Software as a service is the new heroine.
Companies and individuals sign up for free trials and are instantly hooked. It is a hell of a drug.
For B2B customers this is especially true. Most businesses hate change. When the ball is rolling, the last thing you want is overhaul the entire new system. You stick with what is working, the easy solution. Even if it means a few more dollars. Dollars be damned.
Time is money to these guys and saving days, weeks or even months from switching software is usually a no-brainer.
If your product solves a pain point for companies and customers, you are in business.
Software is eating the world.
You have probably heard this. It is true. AWS, Salesforce, Slack, Shopify, Intuit…
These companies don’t have physical assets. What they provide and sell is a service, a SaaS product.
These are some of the most valuable and powerful companies in the world.
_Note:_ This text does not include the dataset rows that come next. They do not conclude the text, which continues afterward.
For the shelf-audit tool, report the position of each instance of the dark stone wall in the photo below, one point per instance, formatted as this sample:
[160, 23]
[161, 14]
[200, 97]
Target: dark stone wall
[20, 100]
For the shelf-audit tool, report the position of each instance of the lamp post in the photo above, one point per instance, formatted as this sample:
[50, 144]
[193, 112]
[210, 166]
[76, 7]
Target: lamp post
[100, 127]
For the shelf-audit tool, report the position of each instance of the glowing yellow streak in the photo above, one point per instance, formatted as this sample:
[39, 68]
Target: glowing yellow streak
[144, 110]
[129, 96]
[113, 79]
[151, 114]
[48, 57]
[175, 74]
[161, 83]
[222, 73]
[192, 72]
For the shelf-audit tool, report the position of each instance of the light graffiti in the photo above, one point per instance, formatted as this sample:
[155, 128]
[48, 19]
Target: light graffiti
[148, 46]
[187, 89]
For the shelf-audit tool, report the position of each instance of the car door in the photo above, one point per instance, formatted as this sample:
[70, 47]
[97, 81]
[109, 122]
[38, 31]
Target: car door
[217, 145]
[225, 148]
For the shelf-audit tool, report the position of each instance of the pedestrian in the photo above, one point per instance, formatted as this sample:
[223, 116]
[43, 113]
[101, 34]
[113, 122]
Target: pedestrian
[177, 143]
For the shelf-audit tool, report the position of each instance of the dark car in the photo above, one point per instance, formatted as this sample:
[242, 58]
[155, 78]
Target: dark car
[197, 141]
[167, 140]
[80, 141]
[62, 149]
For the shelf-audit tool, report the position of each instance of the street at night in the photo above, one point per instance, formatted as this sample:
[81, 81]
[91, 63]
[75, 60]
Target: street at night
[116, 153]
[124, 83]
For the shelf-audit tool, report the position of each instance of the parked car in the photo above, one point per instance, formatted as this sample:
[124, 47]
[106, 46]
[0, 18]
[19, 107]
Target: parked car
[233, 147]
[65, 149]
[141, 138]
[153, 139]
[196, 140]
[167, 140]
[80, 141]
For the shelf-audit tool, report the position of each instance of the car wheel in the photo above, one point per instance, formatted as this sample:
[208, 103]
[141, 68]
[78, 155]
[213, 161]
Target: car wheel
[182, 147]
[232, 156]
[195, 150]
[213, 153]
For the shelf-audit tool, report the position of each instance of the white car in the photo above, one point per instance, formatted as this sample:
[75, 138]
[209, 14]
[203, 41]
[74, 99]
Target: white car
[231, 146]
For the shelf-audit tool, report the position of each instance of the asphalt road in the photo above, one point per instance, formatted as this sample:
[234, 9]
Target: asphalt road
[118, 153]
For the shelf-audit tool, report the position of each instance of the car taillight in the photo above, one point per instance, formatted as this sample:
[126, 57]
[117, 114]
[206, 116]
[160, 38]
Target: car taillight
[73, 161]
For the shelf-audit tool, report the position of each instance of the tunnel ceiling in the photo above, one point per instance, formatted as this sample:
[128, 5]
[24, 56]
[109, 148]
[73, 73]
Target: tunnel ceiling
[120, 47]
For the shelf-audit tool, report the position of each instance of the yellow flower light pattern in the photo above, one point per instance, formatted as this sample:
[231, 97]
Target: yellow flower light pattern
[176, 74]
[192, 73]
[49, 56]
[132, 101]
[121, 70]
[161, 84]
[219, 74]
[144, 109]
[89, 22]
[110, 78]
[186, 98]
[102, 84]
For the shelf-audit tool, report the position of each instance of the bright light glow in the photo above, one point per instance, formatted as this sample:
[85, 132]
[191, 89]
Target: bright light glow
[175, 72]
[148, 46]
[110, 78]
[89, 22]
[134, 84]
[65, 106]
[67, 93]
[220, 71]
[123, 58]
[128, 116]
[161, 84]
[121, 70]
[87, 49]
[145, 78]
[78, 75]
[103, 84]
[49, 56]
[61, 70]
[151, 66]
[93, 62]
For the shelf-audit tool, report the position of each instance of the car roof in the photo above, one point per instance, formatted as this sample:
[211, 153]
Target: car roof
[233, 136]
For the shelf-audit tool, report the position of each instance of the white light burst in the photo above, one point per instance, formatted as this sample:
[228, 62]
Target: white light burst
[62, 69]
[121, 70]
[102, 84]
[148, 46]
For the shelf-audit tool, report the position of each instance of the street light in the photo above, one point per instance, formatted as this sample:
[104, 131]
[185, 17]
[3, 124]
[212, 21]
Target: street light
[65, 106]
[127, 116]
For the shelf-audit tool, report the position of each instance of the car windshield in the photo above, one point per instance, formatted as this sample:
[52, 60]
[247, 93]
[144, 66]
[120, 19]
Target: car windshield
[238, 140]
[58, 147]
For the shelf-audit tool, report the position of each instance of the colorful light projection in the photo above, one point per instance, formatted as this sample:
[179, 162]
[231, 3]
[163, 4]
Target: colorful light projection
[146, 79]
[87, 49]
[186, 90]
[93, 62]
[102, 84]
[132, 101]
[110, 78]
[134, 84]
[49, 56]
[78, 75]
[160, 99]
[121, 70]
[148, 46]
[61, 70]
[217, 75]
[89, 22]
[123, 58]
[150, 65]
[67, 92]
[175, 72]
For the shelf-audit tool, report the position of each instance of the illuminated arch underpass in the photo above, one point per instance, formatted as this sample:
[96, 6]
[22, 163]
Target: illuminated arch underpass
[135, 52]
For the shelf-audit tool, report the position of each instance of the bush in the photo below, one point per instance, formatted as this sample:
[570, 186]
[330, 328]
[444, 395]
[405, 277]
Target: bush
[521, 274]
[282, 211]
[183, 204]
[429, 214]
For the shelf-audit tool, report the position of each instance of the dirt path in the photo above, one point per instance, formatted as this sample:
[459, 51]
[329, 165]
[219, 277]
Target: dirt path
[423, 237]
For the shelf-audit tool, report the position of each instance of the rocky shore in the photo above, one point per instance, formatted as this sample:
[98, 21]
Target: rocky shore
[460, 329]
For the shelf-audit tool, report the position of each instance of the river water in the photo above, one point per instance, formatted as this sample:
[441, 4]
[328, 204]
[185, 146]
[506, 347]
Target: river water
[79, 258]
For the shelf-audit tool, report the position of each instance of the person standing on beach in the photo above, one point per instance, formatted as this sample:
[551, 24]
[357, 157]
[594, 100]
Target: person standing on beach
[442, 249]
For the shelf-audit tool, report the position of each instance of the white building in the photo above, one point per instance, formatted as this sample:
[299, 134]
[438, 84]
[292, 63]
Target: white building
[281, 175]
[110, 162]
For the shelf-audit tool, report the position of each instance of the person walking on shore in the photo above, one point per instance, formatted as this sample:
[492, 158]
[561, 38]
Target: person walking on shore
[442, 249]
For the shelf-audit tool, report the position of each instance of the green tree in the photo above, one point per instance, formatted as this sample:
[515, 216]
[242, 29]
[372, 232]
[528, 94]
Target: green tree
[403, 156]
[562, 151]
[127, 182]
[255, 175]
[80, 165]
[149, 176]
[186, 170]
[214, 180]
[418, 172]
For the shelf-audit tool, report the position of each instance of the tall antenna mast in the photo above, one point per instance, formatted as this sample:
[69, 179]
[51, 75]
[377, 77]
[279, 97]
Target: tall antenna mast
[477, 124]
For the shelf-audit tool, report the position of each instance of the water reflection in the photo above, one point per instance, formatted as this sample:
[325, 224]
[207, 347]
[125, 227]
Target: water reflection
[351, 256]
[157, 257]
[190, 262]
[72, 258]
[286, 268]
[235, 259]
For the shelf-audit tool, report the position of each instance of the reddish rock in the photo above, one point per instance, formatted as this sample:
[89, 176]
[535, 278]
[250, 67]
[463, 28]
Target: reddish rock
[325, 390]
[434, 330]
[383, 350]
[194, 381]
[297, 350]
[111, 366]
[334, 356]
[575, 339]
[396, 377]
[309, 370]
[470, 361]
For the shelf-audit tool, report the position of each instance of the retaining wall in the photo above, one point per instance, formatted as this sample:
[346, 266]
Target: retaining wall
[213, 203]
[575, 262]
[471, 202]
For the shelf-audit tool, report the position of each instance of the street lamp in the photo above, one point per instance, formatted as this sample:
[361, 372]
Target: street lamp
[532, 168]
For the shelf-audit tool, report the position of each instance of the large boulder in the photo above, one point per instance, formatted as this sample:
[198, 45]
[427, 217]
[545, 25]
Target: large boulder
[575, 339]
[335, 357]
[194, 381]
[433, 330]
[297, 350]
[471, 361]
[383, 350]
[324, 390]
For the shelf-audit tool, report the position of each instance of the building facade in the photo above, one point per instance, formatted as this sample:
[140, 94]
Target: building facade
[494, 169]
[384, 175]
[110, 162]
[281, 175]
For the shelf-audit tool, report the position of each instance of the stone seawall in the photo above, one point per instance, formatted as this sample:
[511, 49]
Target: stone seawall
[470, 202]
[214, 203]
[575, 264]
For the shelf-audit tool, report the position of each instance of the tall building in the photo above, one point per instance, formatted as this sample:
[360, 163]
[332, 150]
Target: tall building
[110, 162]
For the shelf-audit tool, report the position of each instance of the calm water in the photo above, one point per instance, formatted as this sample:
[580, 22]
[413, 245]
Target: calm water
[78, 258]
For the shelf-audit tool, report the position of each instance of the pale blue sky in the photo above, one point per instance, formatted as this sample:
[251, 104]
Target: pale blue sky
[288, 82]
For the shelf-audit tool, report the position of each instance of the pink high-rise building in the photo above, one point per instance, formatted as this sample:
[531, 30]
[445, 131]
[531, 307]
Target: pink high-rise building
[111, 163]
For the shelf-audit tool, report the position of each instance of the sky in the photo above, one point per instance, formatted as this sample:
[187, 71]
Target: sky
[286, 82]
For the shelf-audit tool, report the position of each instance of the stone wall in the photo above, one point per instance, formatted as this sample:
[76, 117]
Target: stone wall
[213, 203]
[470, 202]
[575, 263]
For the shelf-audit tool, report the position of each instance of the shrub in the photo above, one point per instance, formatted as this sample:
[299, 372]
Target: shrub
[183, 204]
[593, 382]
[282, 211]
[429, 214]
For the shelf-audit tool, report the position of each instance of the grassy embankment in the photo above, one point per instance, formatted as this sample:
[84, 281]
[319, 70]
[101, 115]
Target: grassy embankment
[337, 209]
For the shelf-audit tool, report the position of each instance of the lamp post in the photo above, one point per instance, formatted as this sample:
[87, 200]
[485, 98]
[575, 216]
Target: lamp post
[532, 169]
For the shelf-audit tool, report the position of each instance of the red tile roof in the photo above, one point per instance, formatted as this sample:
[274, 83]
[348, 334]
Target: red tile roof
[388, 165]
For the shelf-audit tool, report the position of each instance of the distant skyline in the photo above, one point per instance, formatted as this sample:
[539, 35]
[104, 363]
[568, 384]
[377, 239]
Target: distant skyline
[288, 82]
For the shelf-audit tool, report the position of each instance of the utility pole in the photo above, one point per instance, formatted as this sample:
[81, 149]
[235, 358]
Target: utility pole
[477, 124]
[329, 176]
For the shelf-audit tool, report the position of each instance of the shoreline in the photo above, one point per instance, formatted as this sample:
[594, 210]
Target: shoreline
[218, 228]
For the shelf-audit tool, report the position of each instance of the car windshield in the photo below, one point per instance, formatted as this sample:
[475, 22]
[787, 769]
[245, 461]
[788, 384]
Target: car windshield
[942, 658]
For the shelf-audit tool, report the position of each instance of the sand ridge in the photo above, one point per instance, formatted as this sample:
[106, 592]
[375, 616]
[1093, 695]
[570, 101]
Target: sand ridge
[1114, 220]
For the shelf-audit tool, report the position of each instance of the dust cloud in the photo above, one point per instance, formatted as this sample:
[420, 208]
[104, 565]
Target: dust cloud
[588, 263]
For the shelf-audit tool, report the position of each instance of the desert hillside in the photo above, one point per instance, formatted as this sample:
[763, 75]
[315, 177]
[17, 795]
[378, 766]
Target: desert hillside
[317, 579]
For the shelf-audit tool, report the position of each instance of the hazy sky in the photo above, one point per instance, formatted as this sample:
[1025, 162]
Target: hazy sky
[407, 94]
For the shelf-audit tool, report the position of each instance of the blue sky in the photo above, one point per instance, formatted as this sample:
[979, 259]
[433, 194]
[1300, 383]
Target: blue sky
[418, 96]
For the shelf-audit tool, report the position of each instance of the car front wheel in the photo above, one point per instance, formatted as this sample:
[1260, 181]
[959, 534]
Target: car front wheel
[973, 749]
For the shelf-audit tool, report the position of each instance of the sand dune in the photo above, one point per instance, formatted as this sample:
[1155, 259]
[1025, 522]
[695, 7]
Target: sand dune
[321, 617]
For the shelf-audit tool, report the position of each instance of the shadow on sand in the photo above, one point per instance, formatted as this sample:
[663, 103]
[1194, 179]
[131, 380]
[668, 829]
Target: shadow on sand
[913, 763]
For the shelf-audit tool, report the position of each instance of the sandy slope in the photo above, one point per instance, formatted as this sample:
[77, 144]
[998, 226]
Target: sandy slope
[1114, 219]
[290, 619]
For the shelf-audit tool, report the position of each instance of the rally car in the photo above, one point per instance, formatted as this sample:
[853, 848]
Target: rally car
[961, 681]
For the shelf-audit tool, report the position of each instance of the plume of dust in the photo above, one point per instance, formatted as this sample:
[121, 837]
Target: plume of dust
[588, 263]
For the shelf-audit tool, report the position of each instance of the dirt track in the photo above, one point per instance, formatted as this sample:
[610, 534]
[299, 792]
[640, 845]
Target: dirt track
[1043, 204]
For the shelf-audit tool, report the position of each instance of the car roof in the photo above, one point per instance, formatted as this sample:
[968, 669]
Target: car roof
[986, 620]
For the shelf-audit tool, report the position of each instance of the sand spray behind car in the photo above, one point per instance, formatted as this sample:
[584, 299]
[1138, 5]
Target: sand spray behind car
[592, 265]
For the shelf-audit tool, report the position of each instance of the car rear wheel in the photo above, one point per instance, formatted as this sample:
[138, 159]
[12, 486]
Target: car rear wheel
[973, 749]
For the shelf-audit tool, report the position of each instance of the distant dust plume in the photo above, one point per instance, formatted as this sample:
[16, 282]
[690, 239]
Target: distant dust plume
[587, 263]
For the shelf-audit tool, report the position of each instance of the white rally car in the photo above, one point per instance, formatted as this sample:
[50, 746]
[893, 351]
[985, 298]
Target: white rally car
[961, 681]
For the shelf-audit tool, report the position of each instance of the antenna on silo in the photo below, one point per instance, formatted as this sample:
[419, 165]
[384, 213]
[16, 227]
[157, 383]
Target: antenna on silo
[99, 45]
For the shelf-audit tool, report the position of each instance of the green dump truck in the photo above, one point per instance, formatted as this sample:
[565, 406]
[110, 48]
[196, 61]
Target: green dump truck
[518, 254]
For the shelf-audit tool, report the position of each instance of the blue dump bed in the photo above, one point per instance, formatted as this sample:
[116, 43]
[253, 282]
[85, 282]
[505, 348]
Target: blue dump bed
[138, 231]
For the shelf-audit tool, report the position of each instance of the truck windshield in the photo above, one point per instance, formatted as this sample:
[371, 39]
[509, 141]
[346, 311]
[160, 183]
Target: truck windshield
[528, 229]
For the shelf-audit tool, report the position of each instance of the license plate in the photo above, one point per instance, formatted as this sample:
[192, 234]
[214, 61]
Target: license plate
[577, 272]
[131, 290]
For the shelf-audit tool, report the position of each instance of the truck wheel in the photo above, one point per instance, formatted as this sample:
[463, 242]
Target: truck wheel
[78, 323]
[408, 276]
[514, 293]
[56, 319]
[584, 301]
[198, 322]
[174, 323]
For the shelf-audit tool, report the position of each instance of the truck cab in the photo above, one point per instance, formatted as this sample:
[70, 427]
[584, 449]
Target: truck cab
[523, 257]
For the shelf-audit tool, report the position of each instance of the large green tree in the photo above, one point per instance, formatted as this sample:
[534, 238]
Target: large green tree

They don’t focus on physical products. They aren’t buying real estate. They don’t invest in cars, gold or bitcoin. They build businesses others NEED to have and are willing to pay for.
The beauty of SaaS lies in the margins. Once a piece of code is built, it costs almost nothing to run and maintain. You can scale servers, bring on more devs and the costs never balloon out of control. They stay very small and manageable — a low percentage of the actual price.
And more and more, companies are moving towards these models. The reason: revenue. Recurring revenue is king. It is the thing all investors and VCs look for. It is the mark of a healthy business.
How consistent are your cash flows? That is business basics 101. Money in versus money out.
The 7 keys to killing it with SaaS
Part 1. Acquiring customers
In its simplest form, acquiring customers is a must for every business. How do you get individuals or organizations to pay? That is the big question.
And for every business this is different, not the approach but the end result.
To get customers, you need to get in front of prospective customers. You need to show the value of your product and explain how it will make their lives better, easier etc…
(For sake of argument let’s say you have an awesome product)
(If not, please stop reading and go talk to customers. Figure out what the heck they want and would pay for. Find their pain and fix it.)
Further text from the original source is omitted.